Furthermore, the vast majority of respondents (89 per cent) had done unpaid work experience, which most felt had helped further their career in legal aid. It was clear that work experience had become a prerequisite to entry to the legal aid sector and it is self- evident that this – particularly when it is unpaid – represents a barrier to social mobility. Our recommendations included reinstating the minimum salary for trainee solicitors, regulating professional course fees and replacing the route to qualification with a form of work-based learning.
Our research has frequently been quoted by journalists and politicians. In September, at her first appearance before the House of Commons Justice Committee, Lord Chancellor Liz Truss was informed by Labour MP Rupa Huq that: ‘Some surveys show that 50 per cent of legal aid solicitors are on £20,000 a year or less. Those figures are from 2013’ (Justice Committee – oral evidence: the work of the secretary of state, HC 620, House of Commons, 7 September 2016, published 9 September 2016). Huq was undoubtedly referring to the figures from our second social mobility report.
The research for that report was carried out in 2012, before the implementation of the legal aid cuts made by the coalition government. It is over three years since the Legal Aid, Sentencing and Punishment of Offenders Act 2012 (LASPO) came into force and, with the brutal impact of the cuts on access to justice now abundantly clear, we believe the time is right to update our research.

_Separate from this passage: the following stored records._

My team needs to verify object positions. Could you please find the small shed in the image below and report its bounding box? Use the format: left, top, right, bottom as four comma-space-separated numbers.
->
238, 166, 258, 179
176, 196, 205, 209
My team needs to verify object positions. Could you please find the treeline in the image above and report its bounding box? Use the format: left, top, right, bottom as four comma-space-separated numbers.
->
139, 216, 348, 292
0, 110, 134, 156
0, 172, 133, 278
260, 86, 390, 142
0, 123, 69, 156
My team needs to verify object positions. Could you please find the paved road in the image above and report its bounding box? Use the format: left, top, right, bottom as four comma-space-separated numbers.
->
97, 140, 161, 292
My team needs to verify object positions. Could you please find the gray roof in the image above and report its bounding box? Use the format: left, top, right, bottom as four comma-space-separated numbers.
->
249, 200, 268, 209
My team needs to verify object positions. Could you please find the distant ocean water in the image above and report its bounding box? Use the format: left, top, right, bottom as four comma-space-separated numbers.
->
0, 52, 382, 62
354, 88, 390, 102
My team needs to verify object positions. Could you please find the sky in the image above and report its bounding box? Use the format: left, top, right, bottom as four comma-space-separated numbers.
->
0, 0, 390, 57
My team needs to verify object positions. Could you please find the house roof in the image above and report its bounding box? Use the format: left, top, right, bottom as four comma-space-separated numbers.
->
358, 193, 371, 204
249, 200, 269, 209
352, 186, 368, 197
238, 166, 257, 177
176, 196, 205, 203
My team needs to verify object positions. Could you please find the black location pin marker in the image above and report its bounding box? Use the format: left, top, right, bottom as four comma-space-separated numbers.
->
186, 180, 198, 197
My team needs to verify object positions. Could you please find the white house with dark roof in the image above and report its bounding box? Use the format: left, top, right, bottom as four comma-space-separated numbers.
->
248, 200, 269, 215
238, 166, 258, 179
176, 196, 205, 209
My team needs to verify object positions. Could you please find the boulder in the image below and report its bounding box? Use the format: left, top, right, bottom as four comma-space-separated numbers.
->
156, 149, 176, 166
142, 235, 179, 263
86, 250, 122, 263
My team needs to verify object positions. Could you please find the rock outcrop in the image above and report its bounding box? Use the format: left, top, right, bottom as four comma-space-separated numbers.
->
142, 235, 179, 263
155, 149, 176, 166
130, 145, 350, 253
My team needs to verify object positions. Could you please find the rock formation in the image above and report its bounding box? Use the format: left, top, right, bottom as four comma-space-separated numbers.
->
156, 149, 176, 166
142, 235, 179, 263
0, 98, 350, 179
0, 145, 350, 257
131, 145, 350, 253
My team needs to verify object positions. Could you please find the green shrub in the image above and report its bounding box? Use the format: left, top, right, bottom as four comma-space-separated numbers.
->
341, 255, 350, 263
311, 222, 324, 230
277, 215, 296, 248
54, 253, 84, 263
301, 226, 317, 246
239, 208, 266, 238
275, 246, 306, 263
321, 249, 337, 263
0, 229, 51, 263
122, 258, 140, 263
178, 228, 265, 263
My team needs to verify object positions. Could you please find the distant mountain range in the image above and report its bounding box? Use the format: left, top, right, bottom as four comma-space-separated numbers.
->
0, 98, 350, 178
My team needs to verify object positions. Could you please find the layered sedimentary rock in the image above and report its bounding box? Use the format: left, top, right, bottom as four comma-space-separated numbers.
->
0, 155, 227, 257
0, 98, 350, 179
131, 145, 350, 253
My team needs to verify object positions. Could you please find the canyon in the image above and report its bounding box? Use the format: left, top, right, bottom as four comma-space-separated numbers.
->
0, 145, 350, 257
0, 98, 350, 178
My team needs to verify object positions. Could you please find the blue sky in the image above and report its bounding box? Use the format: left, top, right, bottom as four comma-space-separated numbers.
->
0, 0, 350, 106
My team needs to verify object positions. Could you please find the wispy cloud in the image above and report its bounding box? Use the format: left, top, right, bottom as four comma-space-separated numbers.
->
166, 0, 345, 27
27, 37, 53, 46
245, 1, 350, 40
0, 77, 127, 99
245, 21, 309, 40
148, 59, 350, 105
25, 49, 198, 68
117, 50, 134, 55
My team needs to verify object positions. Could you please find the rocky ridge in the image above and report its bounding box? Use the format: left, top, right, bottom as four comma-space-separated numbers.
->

In the coming months, we will carry out a survey of young legal aid lawyers across England and Wales that will cover respondents’ educational and family backgrounds, the costs of undergraduate and postgraduate course fees, debt, and work experience (including paralegal roles and salaries), as well as the motivations and barriers to working in legal aid. We strongly encourage all aspiring and junior legal aid lawyers to complete it.
We hope to publish the results in early 2017, and we intend to include proposals for the government, representative bodies and employers to improve access to careers in legal aid. The appointment of a new ministerial team at 102 Petty France may provide something of a clean slate in terms of justice policy. To this end, the Lord Chancellor’s first session with the Justice Committee could offer grounds for optimism, as Truss provided consistently vague and non-committal answers to her parliamentary colleagues’ enquiries.
Following her reference to YLAL’s research, Huq asked Truss whether she would consider reinstating the £2.6m a year legal aid training contract grant scheme, previously operated by the then Legal Services Commission but axed by the coalition government in 2010. Unfortunately, but unsurprisingly, Truss avoided the question.
After telling the committee that ‘the justice system has to represent or reflect the communities it serves’, Truss did at least acknowledge the profession’s diversity problem: ‘If we do not make sure that everyone has access to it from whatever background, and if we are not using all the talents in our country, there is a huge problem.’ While, of course, we share these sentiments, we see little evidence that the government is taking action to remedy the situation. We intend to use our new social mobility report to inform the debate and push for positive change.